With no physical space for a museum, she has organized small exhibits on campus and off, with the largest held last fall when Ala Moana Center made a vacant store space available for the "Fifty Years of Fashion in Hawaii" exhibition that tied in with its own 50th anniversary celebration.
"It would be nice to have an aloha wear museum in Waikiki, where both visitors and residents would be able to see it," D'Angelo said. "We got a huge response at the 'Fifty Years' exhibit, from local people and tourists, although nobody has volunteered to give us $1 million to maintain the collection."

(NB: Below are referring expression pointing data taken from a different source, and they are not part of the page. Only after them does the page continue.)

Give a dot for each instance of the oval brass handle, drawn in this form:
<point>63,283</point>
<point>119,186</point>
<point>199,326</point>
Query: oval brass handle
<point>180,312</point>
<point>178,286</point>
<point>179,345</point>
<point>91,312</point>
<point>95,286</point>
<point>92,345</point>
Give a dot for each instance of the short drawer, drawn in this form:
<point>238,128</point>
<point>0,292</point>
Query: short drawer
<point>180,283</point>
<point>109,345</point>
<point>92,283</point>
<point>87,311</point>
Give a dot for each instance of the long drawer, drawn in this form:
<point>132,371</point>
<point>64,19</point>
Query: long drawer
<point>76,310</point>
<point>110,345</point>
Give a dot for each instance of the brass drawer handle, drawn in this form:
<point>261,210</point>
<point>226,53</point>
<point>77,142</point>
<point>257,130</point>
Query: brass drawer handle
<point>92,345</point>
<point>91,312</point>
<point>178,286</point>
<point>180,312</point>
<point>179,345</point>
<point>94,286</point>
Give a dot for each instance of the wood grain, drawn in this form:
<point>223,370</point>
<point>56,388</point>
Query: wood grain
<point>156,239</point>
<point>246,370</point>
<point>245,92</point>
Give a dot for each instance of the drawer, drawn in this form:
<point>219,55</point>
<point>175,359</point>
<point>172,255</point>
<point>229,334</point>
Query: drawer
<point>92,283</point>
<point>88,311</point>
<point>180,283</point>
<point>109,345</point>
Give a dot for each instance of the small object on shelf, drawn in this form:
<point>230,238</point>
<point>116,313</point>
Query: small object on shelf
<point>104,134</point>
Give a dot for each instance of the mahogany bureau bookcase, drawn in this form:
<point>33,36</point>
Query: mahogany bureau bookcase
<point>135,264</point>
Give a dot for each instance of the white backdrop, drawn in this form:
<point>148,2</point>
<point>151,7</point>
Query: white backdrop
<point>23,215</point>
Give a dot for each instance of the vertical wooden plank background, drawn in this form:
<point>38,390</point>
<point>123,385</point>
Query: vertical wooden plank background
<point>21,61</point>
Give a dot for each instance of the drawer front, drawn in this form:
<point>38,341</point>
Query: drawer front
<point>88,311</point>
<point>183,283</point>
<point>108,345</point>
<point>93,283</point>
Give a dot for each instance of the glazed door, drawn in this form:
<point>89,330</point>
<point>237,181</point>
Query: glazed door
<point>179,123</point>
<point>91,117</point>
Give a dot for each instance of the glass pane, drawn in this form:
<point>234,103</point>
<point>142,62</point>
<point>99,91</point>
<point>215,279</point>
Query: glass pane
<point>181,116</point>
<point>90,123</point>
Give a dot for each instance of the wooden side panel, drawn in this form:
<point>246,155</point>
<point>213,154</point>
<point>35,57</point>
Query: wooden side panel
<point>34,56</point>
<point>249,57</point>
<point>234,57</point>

The collection has been in existence since the 1960s, when the APDM program started inheriting clothing from community members who understood the importance of preserving Hawaii's clothing legacy, from traditional apparel that arrived with immigrants, to family businesses that focused on aloha shirts and muumuu, to young designers of the 1960s who reinterpreted mainland pop culture trends to suit an island lifestyle.
D'Angelo said one of the treasures of the collection is a kimono dating to the 1850s, following Japan's opening to trade with the West. "It's gorgeous," she said, making a note to herself to include it in the next round of photographs for an exhibition of kimono.
In the early days, D'Angelo said the collection was kept in boxes on the ground floor of Miller Hall, and her introduction in the 1980s was memorable in her discovery of a centipede nestled in their midst. "I ran out the door screaming," she said.
Today, the collection is kept in a more spacious, climate-controlled environment, thanks to Linda Arthur, a former APDM professor and author of "Aloha Attire: Hawaiian Dress in the Twentieth Century," who pursued better facilities for the collection.
Even so, because of the size of the collection, D'Angelo said she often turns down donations when pieces are not in good shape, but it's a difficult task.
"People understand this is everybody's history, and sometimes they want to give us a wedding gown with pictures of their wedding. People expect us to take care of it. There are so many stories and memories tied to clothing. People always remember what they were wearing during the special occasions in their lives."